The President of the Board of Trade was also wrong about employee rights. We have to distinguish between the rights that are there to protect small businesses—good small businesses support adequate fire regulation, do not want to produce dirty food and do not want to construct unsafe buildings; those rights need to be enforced and regulated on a partnership basis—and the fundamental rights of citizens that may be taken away.

Frankly, I did not even understand his speech and the dispute that he is currently having with the Deputy Prime Minister. He talked about increasing conciliation processes. We know that that may open the road to any employee—as is the right of every discontented employee—to appeal to ACAS. I fear that, if one removes existing rights, one will open the way to a lawyer's paradise of judicial appeals and judicial reviews, which might impinge far more heavily on small businesses.

I do not have time to report, as I had hoped to, many cases from my surgery of people woefully and badly mistreated in terms of their rights at work. I pay a short tribute to the work of citizens advice bureaux, which now are in the front line of representing so many citizens.

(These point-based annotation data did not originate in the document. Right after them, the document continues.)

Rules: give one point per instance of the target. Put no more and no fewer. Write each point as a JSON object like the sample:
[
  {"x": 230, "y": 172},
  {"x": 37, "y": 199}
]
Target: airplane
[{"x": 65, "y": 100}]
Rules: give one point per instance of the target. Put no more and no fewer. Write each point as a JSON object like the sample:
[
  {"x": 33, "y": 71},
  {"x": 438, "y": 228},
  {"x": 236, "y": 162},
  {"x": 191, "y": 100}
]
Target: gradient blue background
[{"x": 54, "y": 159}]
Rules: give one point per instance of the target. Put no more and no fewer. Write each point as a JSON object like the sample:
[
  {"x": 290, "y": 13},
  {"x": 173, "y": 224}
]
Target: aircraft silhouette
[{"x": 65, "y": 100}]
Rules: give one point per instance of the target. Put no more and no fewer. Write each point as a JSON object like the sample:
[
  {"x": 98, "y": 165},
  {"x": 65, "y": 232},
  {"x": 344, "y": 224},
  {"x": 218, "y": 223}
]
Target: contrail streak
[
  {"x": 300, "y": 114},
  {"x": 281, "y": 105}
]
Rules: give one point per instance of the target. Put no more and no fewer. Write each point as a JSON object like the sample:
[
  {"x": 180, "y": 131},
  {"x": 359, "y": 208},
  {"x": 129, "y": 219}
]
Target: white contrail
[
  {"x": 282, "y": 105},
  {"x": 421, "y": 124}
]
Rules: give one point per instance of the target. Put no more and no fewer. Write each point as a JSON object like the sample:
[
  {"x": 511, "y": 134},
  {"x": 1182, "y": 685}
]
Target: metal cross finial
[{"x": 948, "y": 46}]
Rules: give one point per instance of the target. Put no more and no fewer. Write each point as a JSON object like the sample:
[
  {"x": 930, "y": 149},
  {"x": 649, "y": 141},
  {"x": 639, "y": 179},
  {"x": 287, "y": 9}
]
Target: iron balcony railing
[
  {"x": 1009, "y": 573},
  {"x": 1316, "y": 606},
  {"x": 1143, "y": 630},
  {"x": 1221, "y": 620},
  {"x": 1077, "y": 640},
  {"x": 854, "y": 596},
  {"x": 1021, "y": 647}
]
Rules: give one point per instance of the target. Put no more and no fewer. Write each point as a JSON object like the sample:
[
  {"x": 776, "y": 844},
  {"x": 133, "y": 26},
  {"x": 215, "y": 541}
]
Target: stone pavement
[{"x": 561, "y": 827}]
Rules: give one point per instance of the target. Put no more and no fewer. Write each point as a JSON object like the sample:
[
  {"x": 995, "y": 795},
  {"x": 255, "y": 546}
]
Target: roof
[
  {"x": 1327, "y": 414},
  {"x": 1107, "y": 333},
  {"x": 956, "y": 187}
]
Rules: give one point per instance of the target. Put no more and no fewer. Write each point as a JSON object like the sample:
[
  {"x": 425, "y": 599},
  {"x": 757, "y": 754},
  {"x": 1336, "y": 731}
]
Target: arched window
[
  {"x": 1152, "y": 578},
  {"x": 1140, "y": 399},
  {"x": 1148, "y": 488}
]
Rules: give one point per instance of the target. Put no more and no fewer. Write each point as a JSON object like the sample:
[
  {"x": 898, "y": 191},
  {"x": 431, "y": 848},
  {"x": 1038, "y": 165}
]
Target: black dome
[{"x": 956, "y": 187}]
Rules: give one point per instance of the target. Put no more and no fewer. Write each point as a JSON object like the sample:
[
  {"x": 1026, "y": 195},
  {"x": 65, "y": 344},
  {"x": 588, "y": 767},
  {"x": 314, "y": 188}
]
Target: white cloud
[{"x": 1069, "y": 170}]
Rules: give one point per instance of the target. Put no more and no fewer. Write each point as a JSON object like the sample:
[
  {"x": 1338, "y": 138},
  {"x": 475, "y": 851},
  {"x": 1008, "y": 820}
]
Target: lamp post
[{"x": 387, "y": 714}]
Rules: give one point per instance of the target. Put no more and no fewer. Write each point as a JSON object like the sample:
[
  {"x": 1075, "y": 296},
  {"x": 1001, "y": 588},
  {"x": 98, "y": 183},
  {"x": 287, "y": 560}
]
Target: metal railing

The aspect of workplace rights that most concerns me is race discrimination, on which Britain has a record that other European countries do not. We should be proud of that. Unfortunately, appeals to industrial tribunals on race relations grounds have been increasing. The work of industrial tribunals should be reduced; the number of cases should be reduced as fast as possible. That can be done by moving to a culture of workplace consultation and representation. Rather than causing the return of the feel-good factor, that would create a "feel-fair factor".

While the President of the Board of Trade, the invisible kilt in the Cabinet, continues to represent two-nation Britain—my goodness, we have heard it tonight—the "feel-fair factor" will not return to our workplaces. When it does, such legislation will not need even to be discussed, because I hope that, in a partnership economy, employers and employees will solve their problems and build together the new firms, the new jobs and the new added value we need to make Britain a great, prosperous and full-employment country again.